Eleven hundred yards from the entrance to the cavern of Montespan the bears noticed a narrow gallery opening ten feet above the water. Thanks to their great size they were able to put their forepaws in the opening, but a layer of soft clay makes the place peculiarly difficult to climb into.
Nothing could be more curious and striking than the many long scratches in the clay, which shows the bears obstinate attempts to hoist themselves into the tunnel. We can imagine the beasts falling back heavily into the water, growling as they got up to try again. Some of them succeeded in entering the corridor, which grows smaller after fifty feet. Here their size prevented them from going further, and they clawed up the earth.

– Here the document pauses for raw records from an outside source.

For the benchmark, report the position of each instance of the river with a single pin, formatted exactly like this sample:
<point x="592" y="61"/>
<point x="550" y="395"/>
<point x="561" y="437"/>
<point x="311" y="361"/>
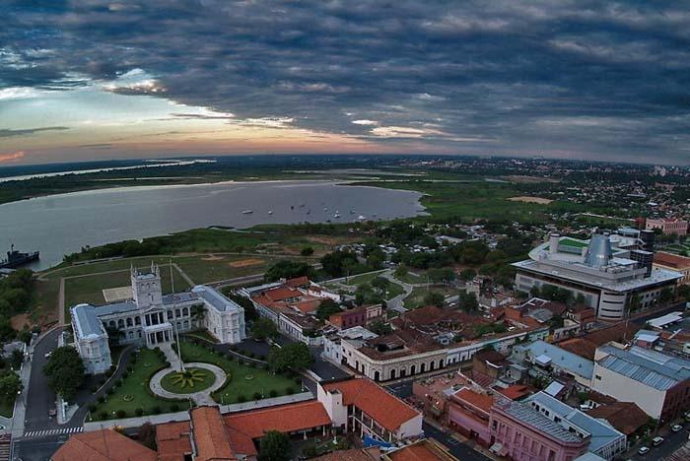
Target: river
<point x="62" y="224"/>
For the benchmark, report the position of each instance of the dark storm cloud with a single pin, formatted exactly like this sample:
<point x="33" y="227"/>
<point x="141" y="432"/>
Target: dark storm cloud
<point x="583" y="78"/>
<point x="7" y="133"/>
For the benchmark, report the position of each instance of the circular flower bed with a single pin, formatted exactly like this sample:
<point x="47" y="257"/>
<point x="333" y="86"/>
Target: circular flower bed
<point x="189" y="381"/>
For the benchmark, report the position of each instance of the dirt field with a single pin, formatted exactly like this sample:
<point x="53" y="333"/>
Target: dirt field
<point x="19" y="320"/>
<point x="525" y="199"/>
<point x="246" y="263"/>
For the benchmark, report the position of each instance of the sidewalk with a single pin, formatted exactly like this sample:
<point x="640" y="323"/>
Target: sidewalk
<point x="184" y="415"/>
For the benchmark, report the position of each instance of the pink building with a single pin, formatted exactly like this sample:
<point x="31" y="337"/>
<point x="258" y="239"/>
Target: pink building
<point x="469" y="413"/>
<point x="668" y="226"/>
<point x="519" y="432"/>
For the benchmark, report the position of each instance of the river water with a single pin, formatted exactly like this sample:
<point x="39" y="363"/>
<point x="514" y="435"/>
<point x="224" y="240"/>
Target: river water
<point x="62" y="224"/>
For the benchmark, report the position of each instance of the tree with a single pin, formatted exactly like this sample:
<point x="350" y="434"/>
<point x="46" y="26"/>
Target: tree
<point x="468" y="302"/>
<point x="147" y="436"/>
<point x="295" y="356"/>
<point x="434" y="298"/>
<point x="245" y="303"/>
<point x="10" y="387"/>
<point x="275" y="446"/>
<point x="468" y="274"/>
<point x="16" y="359"/>
<point x="327" y="308"/>
<point x="263" y="329"/>
<point x="65" y="372"/>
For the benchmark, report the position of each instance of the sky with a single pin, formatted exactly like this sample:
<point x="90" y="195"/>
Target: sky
<point x="592" y="80"/>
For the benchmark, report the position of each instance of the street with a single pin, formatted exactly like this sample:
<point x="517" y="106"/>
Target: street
<point x="672" y="442"/>
<point x="458" y="449"/>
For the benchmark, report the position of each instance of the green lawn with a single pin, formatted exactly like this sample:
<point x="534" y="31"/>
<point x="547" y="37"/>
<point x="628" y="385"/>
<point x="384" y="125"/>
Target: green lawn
<point x="244" y="381"/>
<point x="190" y="381"/>
<point x="411" y="278"/>
<point x="416" y="298"/>
<point x="134" y="392"/>
<point x="89" y="289"/>
<point x="6" y="409"/>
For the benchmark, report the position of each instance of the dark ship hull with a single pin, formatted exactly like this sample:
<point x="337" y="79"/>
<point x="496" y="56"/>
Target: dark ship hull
<point x="16" y="259"/>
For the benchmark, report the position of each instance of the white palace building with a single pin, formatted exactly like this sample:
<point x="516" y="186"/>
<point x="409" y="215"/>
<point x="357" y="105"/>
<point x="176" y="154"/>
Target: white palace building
<point x="151" y="318"/>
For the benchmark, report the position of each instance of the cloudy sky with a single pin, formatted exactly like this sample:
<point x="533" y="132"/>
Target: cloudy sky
<point x="92" y="79"/>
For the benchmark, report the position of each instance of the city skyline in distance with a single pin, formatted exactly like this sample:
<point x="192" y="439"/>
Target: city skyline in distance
<point x="95" y="80"/>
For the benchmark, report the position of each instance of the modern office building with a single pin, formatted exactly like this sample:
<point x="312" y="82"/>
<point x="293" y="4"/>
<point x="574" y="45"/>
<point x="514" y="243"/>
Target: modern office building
<point x="602" y="271"/>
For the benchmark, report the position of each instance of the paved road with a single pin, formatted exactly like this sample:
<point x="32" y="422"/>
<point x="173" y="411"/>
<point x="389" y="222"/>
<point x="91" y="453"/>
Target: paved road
<point x="672" y="443"/>
<point x="458" y="449"/>
<point x="40" y="398"/>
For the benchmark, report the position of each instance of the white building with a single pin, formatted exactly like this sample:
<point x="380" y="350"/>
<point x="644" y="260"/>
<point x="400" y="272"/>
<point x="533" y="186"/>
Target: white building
<point x="360" y="406"/>
<point x="658" y="383"/>
<point x="606" y="276"/>
<point x="150" y="318"/>
<point x="604" y="440"/>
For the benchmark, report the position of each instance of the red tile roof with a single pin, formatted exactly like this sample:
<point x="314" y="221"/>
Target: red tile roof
<point x="286" y="418"/>
<point x="386" y="409"/>
<point x="103" y="445"/>
<point x="481" y="401"/>
<point x="516" y="391"/>
<point x="172" y="440"/>
<point x="627" y="417"/>
<point x="210" y="436"/>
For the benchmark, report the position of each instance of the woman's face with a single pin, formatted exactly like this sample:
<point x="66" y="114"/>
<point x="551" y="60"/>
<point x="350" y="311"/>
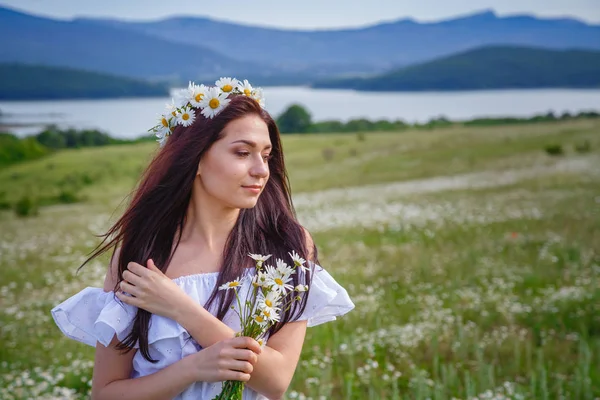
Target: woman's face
<point x="235" y="170"/>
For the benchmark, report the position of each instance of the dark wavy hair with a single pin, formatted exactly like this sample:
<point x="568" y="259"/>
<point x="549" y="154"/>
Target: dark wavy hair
<point x="150" y="226"/>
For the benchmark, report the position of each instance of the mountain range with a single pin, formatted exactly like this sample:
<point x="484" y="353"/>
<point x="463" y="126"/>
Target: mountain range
<point x="490" y="67"/>
<point x="178" y="49"/>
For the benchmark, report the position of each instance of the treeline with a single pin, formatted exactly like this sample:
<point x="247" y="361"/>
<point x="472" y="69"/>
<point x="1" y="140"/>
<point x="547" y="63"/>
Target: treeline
<point x="297" y="119"/>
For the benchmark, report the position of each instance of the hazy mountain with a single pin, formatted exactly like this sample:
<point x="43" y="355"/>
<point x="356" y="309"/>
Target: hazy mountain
<point x="496" y="67"/>
<point x="26" y="82"/>
<point x="181" y="48"/>
<point x="78" y="44"/>
<point x="374" y="48"/>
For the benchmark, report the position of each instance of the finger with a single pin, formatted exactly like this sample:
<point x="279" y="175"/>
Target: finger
<point x="245" y="355"/>
<point x="131" y="277"/>
<point x="127" y="299"/>
<point x="128" y="288"/>
<point x="152" y="266"/>
<point x="240" y="366"/>
<point x="246" y="342"/>
<point x="236" y="376"/>
<point x="137" y="269"/>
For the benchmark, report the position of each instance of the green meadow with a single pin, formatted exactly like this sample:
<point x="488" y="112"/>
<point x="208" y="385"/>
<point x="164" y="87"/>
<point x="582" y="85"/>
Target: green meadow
<point x="472" y="255"/>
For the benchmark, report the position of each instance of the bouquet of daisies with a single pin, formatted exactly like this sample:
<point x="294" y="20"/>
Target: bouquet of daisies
<point x="262" y="305"/>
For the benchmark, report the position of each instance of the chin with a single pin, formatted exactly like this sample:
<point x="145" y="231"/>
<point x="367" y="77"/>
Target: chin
<point x="246" y="203"/>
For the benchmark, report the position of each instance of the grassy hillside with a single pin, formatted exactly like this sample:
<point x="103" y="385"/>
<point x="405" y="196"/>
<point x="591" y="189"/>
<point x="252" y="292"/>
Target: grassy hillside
<point x="30" y="82"/>
<point x="470" y="253"/>
<point x="496" y="67"/>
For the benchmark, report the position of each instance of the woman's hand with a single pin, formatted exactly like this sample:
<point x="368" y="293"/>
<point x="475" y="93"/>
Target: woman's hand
<point x="152" y="290"/>
<point x="231" y="359"/>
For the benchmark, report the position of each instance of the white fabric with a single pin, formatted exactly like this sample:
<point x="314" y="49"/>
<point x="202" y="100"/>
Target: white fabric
<point x="94" y="315"/>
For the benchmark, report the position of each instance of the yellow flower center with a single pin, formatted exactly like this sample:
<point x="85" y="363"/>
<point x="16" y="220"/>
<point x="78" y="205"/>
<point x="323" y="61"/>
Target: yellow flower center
<point x="214" y="103"/>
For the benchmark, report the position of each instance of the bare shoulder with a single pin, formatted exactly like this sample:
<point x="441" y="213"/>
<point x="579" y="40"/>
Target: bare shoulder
<point x="112" y="274"/>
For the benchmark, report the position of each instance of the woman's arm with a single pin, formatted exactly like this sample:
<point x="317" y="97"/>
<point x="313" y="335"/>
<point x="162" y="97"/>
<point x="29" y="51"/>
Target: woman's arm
<point x="158" y="294"/>
<point x="112" y="370"/>
<point x="232" y="359"/>
<point x="276" y="364"/>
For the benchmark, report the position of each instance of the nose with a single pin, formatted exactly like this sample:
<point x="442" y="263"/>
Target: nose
<point x="260" y="169"/>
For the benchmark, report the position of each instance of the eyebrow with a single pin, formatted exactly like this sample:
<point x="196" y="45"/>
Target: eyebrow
<point x="251" y="143"/>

The tunnel ends at an impassible crack after a hundred feet. At the end of this cul-de-sac a cub, which can have been no bigger than a poodle, has left the marks of its little claws upon the floor.
It is not surprising that the cub continued to explore the tunnel beyond the point where it's parents were halted, but the amusing thing, which sheds a light on the animals habits, is that the cub could not have climbed into the high tunnel alone. It's mother must have strained every nerve to hoist it up.
But not all the bears perished alike: some fled deeper than ever into the caverns ... the penetrating damp of the caverns caused a degenerative disease, whose stages are strikingly shown by the monstrous lesions of the bones still found in the caverns … There are deformed jaws, joined vertebrae, shoulder blades encrusted with bony tumour, long bones distorted by a sort of arthritis and sometimes grown together..”
I can't stop imagining them penetrating deeper and deeper into the earth, slowly changing.